Voninavoko était la meilleure école, avec un gourou comme Dada Gaby. Il met un terme à sa carrière des années plus tard. Plutôt, il l’a rangé dans un tiroir qu’il n’a jamais fermé à clé. « En fait, le sodina vient des régions côtières de Madagascar, avant d’entrer au centre du pays. À Mananjary, ensuite à Toliara, remontant le nord vers Antananarivo jusqu’à Itasy», révèle Solo Andry Razafin­drabe. C’est pour cela que cet instrument de musique possède plusieurs appellations selon ces régions:
« Antsoly », « Soly» rappelant un peu un titre de Samoela, « Antsodina », « Antsody » et « Ndretsa ».

Futur livre
Autant de pistes se trouvant dans son livre « Sodina – Zava-maneno Malagasy », qui sortira sous peu. Ses recherches le poussent à trouver d’autres techniques d’élaboration du sodina. Il y a le matériel, parfois improbable, par exemple, la flûte en os. Il faut du souffle pour faire sonner ce morceau de radius ou de tibia de zébu. « C’était avec des os que les ancêtres ont construit, pour la première fois, le sodina. Je pense qu’il y avait au maximum trois trous au début. Pour les notes, ce sont les sons naturelles qui ont servi de référence », ajoute Solo Andry Razafindrabe, ou Remby pour la scène.
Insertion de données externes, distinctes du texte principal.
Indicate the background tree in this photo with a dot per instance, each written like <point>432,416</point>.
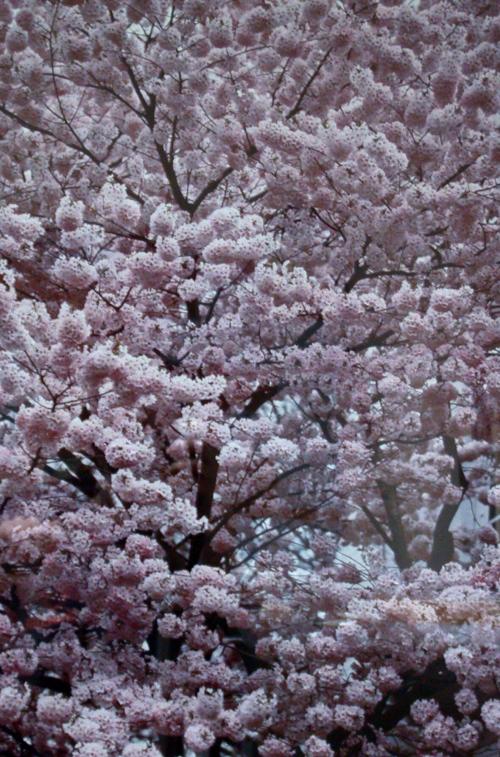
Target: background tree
<point>248,296</point>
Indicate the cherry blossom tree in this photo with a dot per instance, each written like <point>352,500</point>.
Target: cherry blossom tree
<point>250,378</point>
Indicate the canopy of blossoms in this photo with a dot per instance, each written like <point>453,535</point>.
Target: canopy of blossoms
<point>249,378</point>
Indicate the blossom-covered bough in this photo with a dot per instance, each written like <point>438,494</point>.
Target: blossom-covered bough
<point>250,378</point>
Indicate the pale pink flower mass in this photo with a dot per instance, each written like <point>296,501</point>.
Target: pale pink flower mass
<point>249,378</point>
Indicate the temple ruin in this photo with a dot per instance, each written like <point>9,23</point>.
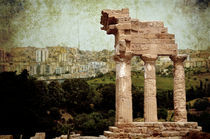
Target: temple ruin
<point>148,40</point>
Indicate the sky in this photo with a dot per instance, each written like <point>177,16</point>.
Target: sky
<point>76,23</point>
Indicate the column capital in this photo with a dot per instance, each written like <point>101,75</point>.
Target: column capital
<point>148,57</point>
<point>126,57</point>
<point>178,58</point>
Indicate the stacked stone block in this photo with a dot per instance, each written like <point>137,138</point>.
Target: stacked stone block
<point>147,40</point>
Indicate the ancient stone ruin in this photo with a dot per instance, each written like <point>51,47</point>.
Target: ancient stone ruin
<point>147,40</point>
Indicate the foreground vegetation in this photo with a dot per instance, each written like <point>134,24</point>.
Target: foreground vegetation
<point>87,106</point>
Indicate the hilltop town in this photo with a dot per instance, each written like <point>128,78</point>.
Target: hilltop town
<point>59,62</point>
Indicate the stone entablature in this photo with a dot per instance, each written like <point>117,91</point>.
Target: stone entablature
<point>136,37</point>
<point>148,40</point>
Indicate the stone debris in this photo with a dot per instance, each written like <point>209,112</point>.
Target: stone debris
<point>148,40</point>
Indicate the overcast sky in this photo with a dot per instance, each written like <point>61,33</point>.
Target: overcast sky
<point>44,23</point>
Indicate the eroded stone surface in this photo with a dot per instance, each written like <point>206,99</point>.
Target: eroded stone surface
<point>147,40</point>
<point>150,102</point>
<point>180,112</point>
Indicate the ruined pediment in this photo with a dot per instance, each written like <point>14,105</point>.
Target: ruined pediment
<point>149,37</point>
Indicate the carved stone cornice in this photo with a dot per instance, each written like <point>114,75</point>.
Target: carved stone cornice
<point>149,57</point>
<point>125,57</point>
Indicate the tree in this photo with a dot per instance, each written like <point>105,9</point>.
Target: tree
<point>79,95</point>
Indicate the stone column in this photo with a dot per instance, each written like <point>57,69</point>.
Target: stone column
<point>180,112</point>
<point>124,109</point>
<point>150,101</point>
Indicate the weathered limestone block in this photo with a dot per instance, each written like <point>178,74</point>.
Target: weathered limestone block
<point>150,102</point>
<point>6,137</point>
<point>123,90</point>
<point>180,112</point>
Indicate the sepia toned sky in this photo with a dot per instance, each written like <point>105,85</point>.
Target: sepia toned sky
<point>42,23</point>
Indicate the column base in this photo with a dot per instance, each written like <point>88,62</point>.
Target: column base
<point>136,130</point>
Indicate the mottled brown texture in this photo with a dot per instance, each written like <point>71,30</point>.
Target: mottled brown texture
<point>180,112</point>
<point>150,101</point>
<point>147,40</point>
<point>123,90</point>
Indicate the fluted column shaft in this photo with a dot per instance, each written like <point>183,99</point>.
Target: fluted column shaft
<point>150,101</point>
<point>124,109</point>
<point>180,112</point>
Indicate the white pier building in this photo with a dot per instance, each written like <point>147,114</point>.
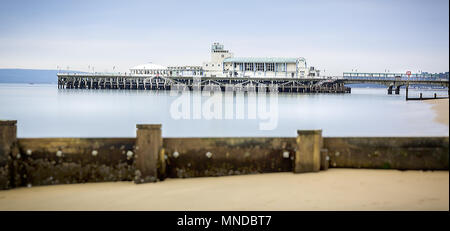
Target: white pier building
<point>224,64</point>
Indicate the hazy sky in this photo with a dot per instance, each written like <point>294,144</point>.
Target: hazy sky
<point>334,36</point>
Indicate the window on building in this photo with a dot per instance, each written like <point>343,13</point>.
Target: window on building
<point>248,66</point>
<point>281,67</point>
<point>260,67</point>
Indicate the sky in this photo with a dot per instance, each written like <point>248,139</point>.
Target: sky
<point>334,36</point>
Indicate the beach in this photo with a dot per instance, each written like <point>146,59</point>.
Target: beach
<point>440,106</point>
<point>335,189</point>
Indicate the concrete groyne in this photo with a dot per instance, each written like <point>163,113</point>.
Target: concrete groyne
<point>149,157</point>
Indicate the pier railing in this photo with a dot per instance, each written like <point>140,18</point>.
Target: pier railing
<point>149,157</point>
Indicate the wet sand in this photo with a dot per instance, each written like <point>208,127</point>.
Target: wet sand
<point>440,106</point>
<point>335,189</point>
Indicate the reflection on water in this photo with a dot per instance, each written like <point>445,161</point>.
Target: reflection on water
<point>45,111</point>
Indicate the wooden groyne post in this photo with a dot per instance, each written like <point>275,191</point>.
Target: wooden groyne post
<point>8,138</point>
<point>148,148</point>
<point>308,154</point>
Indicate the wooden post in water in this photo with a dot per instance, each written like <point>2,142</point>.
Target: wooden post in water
<point>8,137</point>
<point>148,148</point>
<point>307,157</point>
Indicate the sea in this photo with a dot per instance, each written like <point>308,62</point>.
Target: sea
<point>43,110</point>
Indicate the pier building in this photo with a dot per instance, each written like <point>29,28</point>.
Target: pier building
<point>149,69</point>
<point>224,64</point>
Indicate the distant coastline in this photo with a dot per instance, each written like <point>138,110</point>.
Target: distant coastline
<point>30,76</point>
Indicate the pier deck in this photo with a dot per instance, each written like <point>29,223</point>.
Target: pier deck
<point>139,82</point>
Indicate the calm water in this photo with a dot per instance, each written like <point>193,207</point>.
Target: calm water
<point>45,111</point>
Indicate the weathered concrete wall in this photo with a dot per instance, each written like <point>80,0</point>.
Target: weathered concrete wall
<point>404,153</point>
<point>73,160</point>
<point>148,157</point>
<point>195,157</point>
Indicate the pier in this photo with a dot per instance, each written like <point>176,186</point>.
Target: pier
<point>159,82</point>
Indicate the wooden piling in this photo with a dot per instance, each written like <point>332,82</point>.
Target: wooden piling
<point>307,156</point>
<point>148,148</point>
<point>8,138</point>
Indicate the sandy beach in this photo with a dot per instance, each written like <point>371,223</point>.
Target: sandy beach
<point>440,106</point>
<point>335,189</point>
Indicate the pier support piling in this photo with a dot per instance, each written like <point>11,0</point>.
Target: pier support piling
<point>309,145</point>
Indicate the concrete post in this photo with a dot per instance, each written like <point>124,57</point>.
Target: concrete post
<point>148,148</point>
<point>8,136</point>
<point>307,156</point>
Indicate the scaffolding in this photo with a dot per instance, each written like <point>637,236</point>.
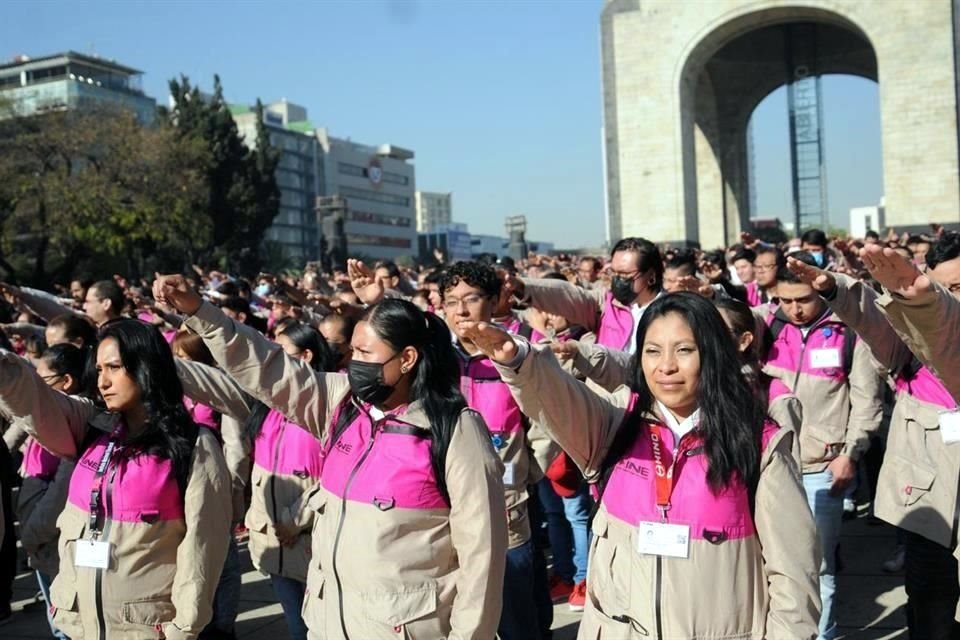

Selon ses recherches, des traces archéologiques prouvent ses propos. Il est allé jusque chez les académiciens pour en être sûr. Dans son livre, le musicien, concepteur de sodina, apporte aussi des méthodes pour pouvoir jouer de l’instrument. Ainsi, pour sortir le son, il faut souffler dans l’instrument sur du riz très chaud dans la cuiller. Le lecteur y retrouvera aussi un fameux Indrongolahy de l’Imamo. son jeu a abasourdi et tenu en respect les mo­narques de l’Imerina. La plus grande fierté de Solo Andry Razafindrabe est d’avoir créé une flûte en forme de « s ». Grâce à des créateurs comme lui, le sodina peut suivre la mode.